Surrendering any hope for good lookin’ locks for the day, you know when you show face (or dark roots, rather) in public folks will be talking behind your back about what a trashtacular turn for the worst your looks have taken? How you’re letting yourself go? How you must be broke as the top three inches of your hair are shades darker than the rest of your locks?
OK, so I don’t generally go in public decked out like a dork. But I do often wake up longing for hair that magically grows a light blonde out of my scalp (instead, I have to visit my magician every six weeks) therefore alleviating the need for me to wash my hair every.single.day. If I miss a shampoo, I look like I have taken Crisco to my roots by noon.
How does one cover up the trashiness growing from her mane?
Here are a few remedies I’ve found work for my hair indiscretions.
#1. The Snooki
Requirements: two barrettes.
This overall style saves me 25 minutes of hair hell in the morning.
#2. The Bang
When I was bitching at work regarding my greasy, grimy mane, a girl turned around and said, “Just wash your bangs in the morning.”

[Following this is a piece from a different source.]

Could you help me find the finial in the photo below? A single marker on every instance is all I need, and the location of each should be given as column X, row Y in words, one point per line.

No shit? Being blonde is hard work.
Requirements: shampoo and blow dryer. This version of “clean” hair saves me 20 minutes of primping.
#3. The Bret Michaels
Requirements: scarf (and no ponytail the day/night before).

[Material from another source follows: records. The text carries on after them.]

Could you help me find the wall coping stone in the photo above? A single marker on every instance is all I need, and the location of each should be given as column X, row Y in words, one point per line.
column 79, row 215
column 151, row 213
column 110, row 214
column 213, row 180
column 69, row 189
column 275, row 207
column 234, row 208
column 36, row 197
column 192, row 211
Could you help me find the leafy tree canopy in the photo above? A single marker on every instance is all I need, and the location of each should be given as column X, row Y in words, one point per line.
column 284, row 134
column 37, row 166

This is an ultimate time saver, as I can truly bounce out of bed, tie a scarf and go (but I have to remember to pack a Sharpie marker in my purse for all of the autographs I’m asked to sign while sporting this style), which saves me 30 minutes of hair agony.
#4. The Bun
This was an accidental oily hair cover-up, as I tossed my locks up in a bun one day at the beach. But when I realized it would stay put all day, the look was added to my dark root arsenal.
Requirements: one scrunchie (yes I said a scrunchie – I’m too cheap to buy the bun sponge helper thing. But it doesn’t count as a scrunchie in public if you can’t see it. Ok? OK?!) and bobby pins.
This ballerina remedy adds another 15 minutes to my day.
#5. The Hat Trick
This is the simplest remedy of them all. Grab hat. Put on head.
Requirements: any kind of stylish head topper.
This trick saves me 35 minutes of messing with my tresses.
After all of the five remedies above have been tried and tested over the 42 days between salon visits (minus the nerd look), it’s time to visit my miracle maker.
My roots breathe a momentary sigh of relief as I let them come out to play in all of their newfound blonde glory.
If you happen to see me in any of the above states, you’ll know I’m either trying to eek out seven weeks between salon visits or avoid washing my hair (because I’m hung over, tired from a long weekend, hung over or just plain lazy).
It’s possible you won’t recognize me in all of my “I-swear-I-don’t-live-in-a-house-on-wheels-although-you’d-never-know-it-with-my-three-inches-of-visible-dark-roots” various, incognito giddy ups as you mistake me for Bret Michaels. Or any guest from the Maury Povich show.